Deep Web集成中若干技术研究
详细信息    本馆镜像全文|  推荐本文 |  |   获取CNKI官网全文
Web信息,根据蕴涵信息的“深度”可以划分为Surface Web和Deep Web两大类。其中:Surface Web是指通过超链接可以被传统搜索引擎索引到的页面的集合。Deep Web是指通过填写表单(Form)形成对网站后台数据库的查询而得到的动态页面。如何有效地组、管理Deep Web信息,快速、准确地访问用户所需要的信息是当前信息科学和技术领域面临的一大挑战。随着动态网页技术的发展和日益成熟,Deep Web所蕴含信息量的快速增长,通过对Web数据库的访问逐渐成为获取信息的主要手段,而对Deep Web的研究也越来越受到人们的关注。作为组织和处理大规模Deep Web信息的关键技术,Deep Web数据集成可一定程度上解决用户访问互联网中这些“深度”数据库的需求;同时,Deep Web数据集成的相关技术在信息检索、数据挖掘、数据抽取、个性化服务、数字图书馆等领域有广阔的应用前景。
     (1)Deep Web集成模式的研究
     现实中Deep Web的类型多种多样,用户需求也各不相同,需要考虑不同情况的Deep Web数据集成。论文研究了Deep Web间的关系,以及这些关系对Deep Web数据集成系统查询处理的约束,并在此基础提出Deep Web数据集成的集成模式,以及不同集成模式下查询处理的过程。为不同类型Deep Web数据集成的进一步研究和应用提供参考。
     大量的deep Web源的存在,对他们的分类是通向deep Web分类集成和查询的关键步骤。论文提出了一种Deep Web表示模型和基于机器学习的分类模型,并在此基础上提出一种新的权重计算方法。实验结果表明:这种分类方法经过少量样本训练后,就能达到很好的分类效果;且随着训练的样本的增加,该分类器的性能保持稳定。
     (3)基于本体的Deep Web查询接口分类
     本体是一种知识表示模型,用来在某个特定领域中定义基本术语、关系和一些规则,并将之表示成机器可读的形式。针对deep Web查询接口,论文提出一种分类本体模型和建立本体的推理规则,并提出了deep Web空间向量模型(VSM)。试验表明,这种分类方法具有良好的分类效果。
     (4)基于知识的deep Web集成环境变化处理的研究
     研究了Deep Web集成环境中构件的依赖关系,在此基础上,论文提出了一种基于知识的环境变化的处理方法,包括Deep Web集成环境变化处理模型以及适应Deep Web环境变化的动态体系结构和处理算法,可以对大规模Deep Web集成的进一步探索和走向应用提供参考。
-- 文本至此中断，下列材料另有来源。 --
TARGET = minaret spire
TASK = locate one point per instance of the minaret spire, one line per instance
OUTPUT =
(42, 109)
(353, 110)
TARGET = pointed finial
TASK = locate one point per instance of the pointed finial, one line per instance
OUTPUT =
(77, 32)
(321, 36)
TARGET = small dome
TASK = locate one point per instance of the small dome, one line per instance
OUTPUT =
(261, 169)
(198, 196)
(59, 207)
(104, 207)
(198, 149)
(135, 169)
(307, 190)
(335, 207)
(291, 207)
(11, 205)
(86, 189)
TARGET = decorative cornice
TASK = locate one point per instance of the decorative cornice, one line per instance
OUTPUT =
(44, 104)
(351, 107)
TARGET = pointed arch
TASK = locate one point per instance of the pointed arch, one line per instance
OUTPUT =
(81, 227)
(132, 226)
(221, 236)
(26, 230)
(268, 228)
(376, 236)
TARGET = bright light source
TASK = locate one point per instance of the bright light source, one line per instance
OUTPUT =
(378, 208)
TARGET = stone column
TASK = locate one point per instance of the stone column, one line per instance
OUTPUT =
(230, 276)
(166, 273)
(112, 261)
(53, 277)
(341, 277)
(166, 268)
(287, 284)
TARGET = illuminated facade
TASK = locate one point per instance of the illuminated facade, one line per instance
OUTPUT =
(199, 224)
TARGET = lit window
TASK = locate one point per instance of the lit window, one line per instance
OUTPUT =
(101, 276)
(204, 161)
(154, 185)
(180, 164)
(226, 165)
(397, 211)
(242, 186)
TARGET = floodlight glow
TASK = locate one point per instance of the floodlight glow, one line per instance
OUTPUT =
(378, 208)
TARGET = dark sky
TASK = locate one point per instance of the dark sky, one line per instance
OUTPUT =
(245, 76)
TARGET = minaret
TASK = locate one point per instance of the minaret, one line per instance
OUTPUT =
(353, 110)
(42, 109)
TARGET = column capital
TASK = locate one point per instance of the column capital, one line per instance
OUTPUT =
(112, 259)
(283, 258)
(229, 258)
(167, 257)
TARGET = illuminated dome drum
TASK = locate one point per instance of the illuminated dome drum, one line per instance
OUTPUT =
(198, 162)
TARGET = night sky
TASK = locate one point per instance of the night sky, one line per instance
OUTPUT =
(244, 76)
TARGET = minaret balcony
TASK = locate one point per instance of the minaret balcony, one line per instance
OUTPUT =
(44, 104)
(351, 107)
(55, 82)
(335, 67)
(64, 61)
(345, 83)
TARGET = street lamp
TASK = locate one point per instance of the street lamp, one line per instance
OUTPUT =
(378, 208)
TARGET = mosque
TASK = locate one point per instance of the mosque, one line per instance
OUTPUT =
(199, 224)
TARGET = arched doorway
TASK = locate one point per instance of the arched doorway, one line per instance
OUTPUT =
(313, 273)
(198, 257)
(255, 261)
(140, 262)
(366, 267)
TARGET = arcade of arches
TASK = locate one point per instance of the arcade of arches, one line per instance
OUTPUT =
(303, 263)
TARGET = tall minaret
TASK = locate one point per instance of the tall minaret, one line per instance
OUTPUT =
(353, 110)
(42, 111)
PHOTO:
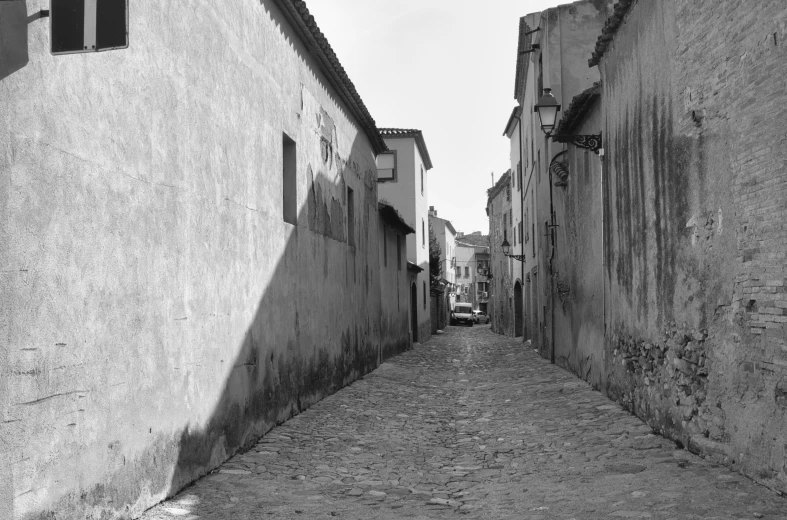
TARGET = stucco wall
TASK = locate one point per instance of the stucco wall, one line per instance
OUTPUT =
(394, 293)
(504, 269)
(693, 95)
(579, 309)
(567, 38)
(405, 195)
(157, 313)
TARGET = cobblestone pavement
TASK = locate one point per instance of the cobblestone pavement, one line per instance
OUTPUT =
(469, 425)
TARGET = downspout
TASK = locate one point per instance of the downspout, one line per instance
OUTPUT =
(520, 173)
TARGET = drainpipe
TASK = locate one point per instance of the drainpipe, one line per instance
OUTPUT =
(520, 173)
(552, 255)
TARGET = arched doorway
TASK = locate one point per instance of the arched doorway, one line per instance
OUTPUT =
(414, 312)
(518, 314)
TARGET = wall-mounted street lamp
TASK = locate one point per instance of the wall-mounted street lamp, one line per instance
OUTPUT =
(547, 109)
(507, 247)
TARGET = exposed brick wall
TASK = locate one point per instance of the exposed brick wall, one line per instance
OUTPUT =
(694, 97)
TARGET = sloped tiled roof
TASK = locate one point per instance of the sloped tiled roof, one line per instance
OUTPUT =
(298, 16)
(393, 218)
(611, 26)
(396, 133)
(501, 183)
(579, 106)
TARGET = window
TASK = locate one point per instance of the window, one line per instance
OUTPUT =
(350, 217)
(386, 166)
(399, 251)
(288, 173)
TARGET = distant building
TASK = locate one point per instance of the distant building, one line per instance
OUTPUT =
(501, 295)
(191, 246)
(404, 187)
(471, 253)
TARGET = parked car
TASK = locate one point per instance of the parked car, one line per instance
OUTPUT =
(462, 313)
(480, 317)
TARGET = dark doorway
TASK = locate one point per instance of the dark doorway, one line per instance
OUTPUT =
(518, 315)
(414, 312)
(528, 310)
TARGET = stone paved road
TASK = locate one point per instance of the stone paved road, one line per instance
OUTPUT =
(469, 425)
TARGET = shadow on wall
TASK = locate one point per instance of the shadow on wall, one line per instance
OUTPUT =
(13, 36)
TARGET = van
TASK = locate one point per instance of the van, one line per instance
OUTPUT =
(462, 313)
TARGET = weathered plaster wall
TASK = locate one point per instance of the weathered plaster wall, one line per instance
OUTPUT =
(579, 310)
(693, 95)
(157, 313)
(567, 38)
(504, 270)
(394, 293)
(405, 195)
实验结果表明,该方法不仅可以处理Deep Web集成环境的变化,还可以大幅度提高集成系统的性能。
     (5)基于Deep Web的个性化服务的研究
     个性化推荐可以实现“信息找人”,可一定程度上解决由于海量信息而导致的“信息过载”和“信息迷向”问题。论文提出了一种基于Deep Web的个性化服务的框架,包括:基于资源元数据描述为语义基础的用户兴趣模型、Deep Web爬虫和个性化推荐,并在个性化推荐的算法中提出了一种新的基于语义的相似度度量方法。最后,基于上述思想的基础上,开发了一个科技文献推荐系统,使用户在尽可能少的参与下,就完成科技文献的个性化服务。
Web's information can be classified into Surface Web and Deep Web according to the depth of the information. Surface Web means that the Web pages can be indexed by the traditional search engine for their hyperlinks in the Internet. While the Deep Web is defined as the content that can not be seen by the traditional search engine, those pages do not exist until they are created dynamically as the result of a specific query, Because traditional search engine crawlers can not probe beneath the surface, the deep Web has heretofore been hidden.
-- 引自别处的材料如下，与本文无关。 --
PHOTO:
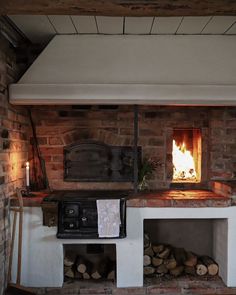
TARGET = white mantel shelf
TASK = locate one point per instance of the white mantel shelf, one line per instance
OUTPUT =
(42, 257)
(132, 69)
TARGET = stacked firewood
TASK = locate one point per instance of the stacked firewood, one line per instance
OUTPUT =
(165, 259)
(80, 267)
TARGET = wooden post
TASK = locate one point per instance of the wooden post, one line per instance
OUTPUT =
(135, 148)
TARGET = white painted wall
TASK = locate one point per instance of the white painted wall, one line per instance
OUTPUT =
(130, 69)
(42, 257)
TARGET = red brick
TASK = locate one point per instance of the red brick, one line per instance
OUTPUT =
(55, 141)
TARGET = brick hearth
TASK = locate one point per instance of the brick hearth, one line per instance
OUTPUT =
(59, 126)
(179, 286)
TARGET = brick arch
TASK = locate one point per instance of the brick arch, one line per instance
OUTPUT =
(107, 136)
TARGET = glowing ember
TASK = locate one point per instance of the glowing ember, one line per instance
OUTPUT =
(184, 167)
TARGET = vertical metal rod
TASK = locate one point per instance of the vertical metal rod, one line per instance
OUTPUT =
(135, 148)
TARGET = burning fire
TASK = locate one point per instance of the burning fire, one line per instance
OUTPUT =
(184, 166)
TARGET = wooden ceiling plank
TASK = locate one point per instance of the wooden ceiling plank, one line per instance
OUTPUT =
(37, 28)
(110, 25)
(84, 24)
(165, 25)
(62, 24)
(120, 7)
(193, 25)
(138, 25)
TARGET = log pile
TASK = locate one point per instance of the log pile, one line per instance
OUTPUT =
(165, 259)
(79, 267)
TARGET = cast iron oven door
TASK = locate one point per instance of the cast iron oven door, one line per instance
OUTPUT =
(92, 161)
(78, 219)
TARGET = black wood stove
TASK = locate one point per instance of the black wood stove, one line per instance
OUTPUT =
(77, 212)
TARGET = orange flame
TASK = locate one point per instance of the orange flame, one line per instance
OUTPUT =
(184, 166)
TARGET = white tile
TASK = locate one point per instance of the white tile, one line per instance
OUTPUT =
(193, 24)
(110, 25)
(219, 24)
(232, 30)
(62, 24)
(36, 27)
(85, 24)
(138, 25)
(165, 25)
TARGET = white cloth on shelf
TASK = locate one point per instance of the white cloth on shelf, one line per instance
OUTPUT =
(108, 218)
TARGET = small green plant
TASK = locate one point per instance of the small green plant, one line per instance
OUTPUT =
(146, 170)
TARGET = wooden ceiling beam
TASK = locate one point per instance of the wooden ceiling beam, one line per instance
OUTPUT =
(120, 7)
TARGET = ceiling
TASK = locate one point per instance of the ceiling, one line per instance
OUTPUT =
(41, 28)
     It is a great challenge for information science and technology that how to organize and process large amount of Deep Web information. As the key technology in organizing and processing large mount of Deep Web, Deep Web integration can solve the problem of information disorder to a great extent, and is convenient for user to find the required information quickly. Moreover, Deep Web Integration has the broad applied future as the technical basis of information retrieval, search engine, personal service and so on.
     Research on Deep Web integration and its related technologies are done in the paper. Our primary works are as follow.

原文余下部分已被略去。